Seeking suggestions on how to potentially model 0:M scenario

cjtravis Wed Jan 07, 2015 5:42 pm

Greetings,

Perhaps I'm overthinking the situation, but I've come to a mental roadblock on how to sensibly model a scenario within our data warehouse. Simply put, our call center takes in a number of cases each day. Transactionally speaking, the cases are a sort-of "parent-child" relationship in the sense that a case may or may not have case notes. Each new case note ties to an existing case number in the header table.

As expected, due to the nature of the data, this is really large data - a lot of free form text detailing the call/problem being logged in the system - and all information that our reporting end users do want to see.

My question is, how do I model the "zero:many" at the case note level? So far, I have gone about it by having a fact at the case note level but several (if not a majority of) cases may never have notes attached to them. Maintaining the fact at this level would be strange.

I am thinking of creating one fact that is at the CASE NOTE level

CASE_ID
NOTE_SEQ_NBR
Other Dim FKs

Dimensions:

Case Profile Dimension (Junk/Low Cardinality)
Case Detail Dim (High Cardinality, Free Form Fields)
Case Note Detail Dim (High Cardinality, Free Form Fields)
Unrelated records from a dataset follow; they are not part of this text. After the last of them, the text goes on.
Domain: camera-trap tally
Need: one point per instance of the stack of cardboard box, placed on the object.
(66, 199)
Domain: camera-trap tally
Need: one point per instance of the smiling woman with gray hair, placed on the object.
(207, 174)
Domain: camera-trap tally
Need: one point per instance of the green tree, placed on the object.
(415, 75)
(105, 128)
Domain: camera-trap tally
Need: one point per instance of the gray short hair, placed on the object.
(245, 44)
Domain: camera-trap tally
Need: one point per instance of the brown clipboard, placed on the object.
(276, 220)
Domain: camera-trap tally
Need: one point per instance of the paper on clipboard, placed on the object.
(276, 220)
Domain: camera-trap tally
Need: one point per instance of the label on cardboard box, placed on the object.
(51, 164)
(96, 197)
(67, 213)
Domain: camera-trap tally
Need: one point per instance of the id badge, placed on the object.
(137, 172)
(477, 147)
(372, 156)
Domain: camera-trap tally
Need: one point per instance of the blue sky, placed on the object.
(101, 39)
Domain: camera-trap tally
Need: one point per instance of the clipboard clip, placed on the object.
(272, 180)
Maybe it's been a long day, but I'm struggling with how to model this with one fact (which may also be my problem). I don't want to repeat the large text fields in a single dimension if I can avoid it. Thanks for your help.

nick_white Thu Jan 08, 2015 4:21 am

Hi - Kimball talks about this in his book (search for "Freeform Text Comments"). To summarise: don't put freeform Notes in Fact tables, either put them in the relevant dimension or create a Notes Dimension that can hold notes created in relation to any activity.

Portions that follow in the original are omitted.